Last December, I gave a talk at the Osher Lifelong Learning Institute (OLLI) on Adam Smith’s Wealth of Nations. I blogged about the talk here. And you can see the talk here.

At about the 4:13 point of my talk, I told about being on a taped interview about 20 years ago with someone who I thought was on the same wave length as me. When the host was talking about trade, he stated that Adam Smith had believed in comparative advantage. I corrected him, noting that that idea didn’t come along until James Mill and David Ricardo discussed it in the early 19th century. The host argued back and I stuck to my guns. We had just got started but he got angry, abruptly ended the interview, and hung up on me.

Later in my OLLI talk, at the 23:05 point, I highlighted this quote from The Wealth of Nations:

What is prudence in the conduct of every private family can scarce be folly in that of a great kingdom. If a foreign country can supply us with a commodity cheaper than we ourselves can make it, better buy it of them with some part of the produce of our own industry employed in a way in which we have some advantage. (pp. 478-79 of the Edwin Canaan version.)

Then a little voice in my head said, “Wait a minute; that sounds awfully close to comparative advantage. When I used a numerical example to explain comparative advantage to my students over the years, it always came down to cost differences between the two countries. One had an advantage in one; the other had an advantage in the other.” I like learning as I talk. So I confessed to the audience that maybe the guy who hung up on me was making a good point.

I thought of all this when I read an excerpt from Shruti Rajagopalan’s interview of trade economist Doug Irwin (which Tyler Cowen recently quoted).

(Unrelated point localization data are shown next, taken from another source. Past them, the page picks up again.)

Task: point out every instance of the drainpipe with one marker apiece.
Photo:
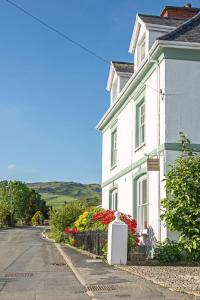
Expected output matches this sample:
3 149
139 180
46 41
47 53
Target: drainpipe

RAJAGOPALAN: I have a different question on Adam Smith. We’re all taught Adam Smith’s division of labor, specialization, economies of scale, the cliff notes version of that. Then, we learn about absolute advantage in about five minutes. Then, we set it aside and start thinking about comparative advantage.

The first question I have is does Adam Smith’s basic model of division of labor, specialization, and economies of scale anticipate the comparative advantage trade models, or does it actually undermine the comparative advantage trade models in the way that Krugman wrote about or something else?

My answer would have been that Adam Smith did not talk about absolute advantage. Once he uses the word “cheaper,” he’s talking about comparative advantage.

Doug Irwin has a different answer.

IRWIN: I think that Adam Smith has a broader view of trade, a much richer view of trade than what I would think is of the narrower David Ricardo theory of comparative advantage. If you have to read one of the two, read Adam Smith because it’s much more fun to read. Reading David Ricardo is more like reading a textbook in the sense that he doesn’t have this broad historical sense and these new rich ideas and how they’re interacting that leaves a lot to the imagination and leaves a lot to future research to flesh out.

He’s saying, “England can produce wine and cloth. Here are the labor coefficients, and we’re going to do this static comparison between England and Portugal.” That’s a very narrow way of thinking about trade.

It’s true that Smith didn’t have labor coefficients. But he did a lot with words. And with words, I’ve now concluded, Adam Smith was implicitly discussing comparative advantage.